Hacker News new | ask | show | jobs
by saboot 1298 days ago
Still hoping for compile time introspection/reflection for class serialization. Whichever language implements it first (C++ or other) I'm all in on. I come from a scientific background, where running code on data gathering machines, and writing it out, then reading it back in later for analysis is 90% of what I do.
9 comments

I’ve done this with libclang: parsing C++ with clang.cindex in Python, walking the AST for structs with the right annotation, and generating code to serialize/deserialize. All integrated into a build system so the dependency links are there. Obviously being built into the language would be way better, but if I was spending 90% of my time I would take any necessary steps.
Interesting, sounds similar to the dictionary that CERN ROOT generates. Id like to be able to do the same, and a generic "dictionary maker" by what you've described could be useful for allowing multiple formats
Interested in sharing any code? This will be useful to many C++ devs who need any sort of reflection in their workflow (especially for gamedevs)
not op, but i've done this a couple times both through the python API:

    https://github.com/jcelerier/dynalizer
to automatically generate safe dlopen stubs for runtime dynamic library loading from header files

and through the C++ one (this one is an extremely quick and dirty prototype):

    https://github.com/ossia/score/blob/master/src/plugins/score-plugin-avnd/SourceParser/SourceParser.cpp
to pre-instantiate get<N>(aggregate), for_each(aggregate, f) and other similar functions in https://github.com/celtera/avendish because of how slow it is when done through TMP (doing it that way removed literally dozens of megabytes from my .o and had a positive performance impact even with -O3) ; so I weep a lot when I read that people in the committee object to pack...[indexing]
Have you checked out the PFR library (perfect flat reflection)? I've coupled this with the magic-enum library to good effect.

PFR can be rewritten in very little code, assuming c++14(?); magic-enum is long enough to just use.

I generally have one TU for just serialization, and don't let PFR and magic-enum "pollute" the rest if my code. This keeps compile times reasonable. (The other is to uniquely name the per-type serializer: C++'s overload resolution is O(n^2)). I then write a single-definition forwarding wrapper (a template) that desugars down to the per-type-name serializers. It strikes a good balance between hand-maintenance, automatic serialization support, and compile-time cost.

This does look very interesting, thank you!
You can do this with Haskell (aeson package) and maybe with Rust (serde?)
Java annotations have enabled compile-time reflection since Java 6, and of course it has been used for serialization: https://github.com/square/moshi/#codegen
Rust basically supports this with pretty low complexity via serde, but I think many developed languages have at least something to do this, although in some it has to be hacked on.
Reflection is definitely a big topic of discussion, but I'm not sure whether it will make it in time for the finalization of the C++23 spec. I think this is the most recent iteration of the proposal:

https://www.open-std.org/JTC1/SC22/WG21/docs/papers/2022/p12...

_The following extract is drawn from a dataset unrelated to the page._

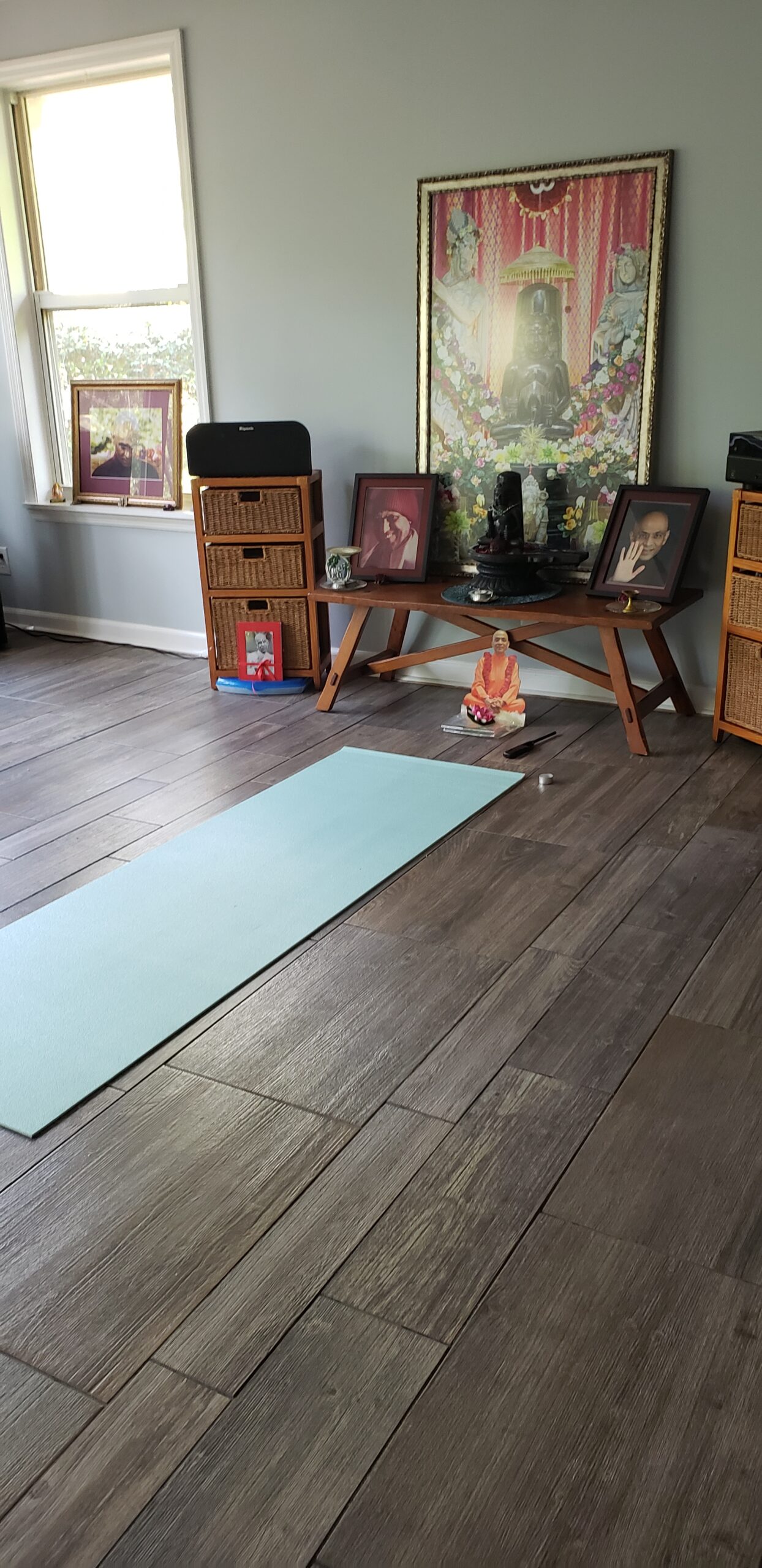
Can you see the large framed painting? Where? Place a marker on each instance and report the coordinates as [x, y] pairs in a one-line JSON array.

Now there are two competing proposals, with luck maybe one of them can make it to C++26. or maybe not.
I'm curious about how you could use https://celtera.github.io/avendish for this. I've developed it to enable very easily creating media processors with the little reflection we can do currently in c++20; in my mind data gathering would not be too dissimilar of a task.

It makes me really sad reading about the objections to pack indexing as this library needs it a LOT (and currently, doing it with std::get<> or similar is pretty pretty bad and does not scale at all past 200 elements in terms of build time, compiler memory usage & debug build size)

Compile-time introspection and reflection have been implemented in GHC Haskell as the Generic class. Basically the compiler synthesizes a representation of your data type in terms of basic operations like :+: or :*: (for sum types and product types) and you can easily operate on them. Is that what you mean by compile-time introspection?

It's already being used (for many years in fact) to implement JSON serialization and deserialization in arson without depending on Template Haskell (kind of like macros).

What about making JSON that reflects the class structure and serializing that?
Well yes, but if I had reflection I could make a general 'serializer' routine that has backends for multiple formats (JSON, HDF5, CDF, ROOT, etc).
I’m pretty sure D supports this.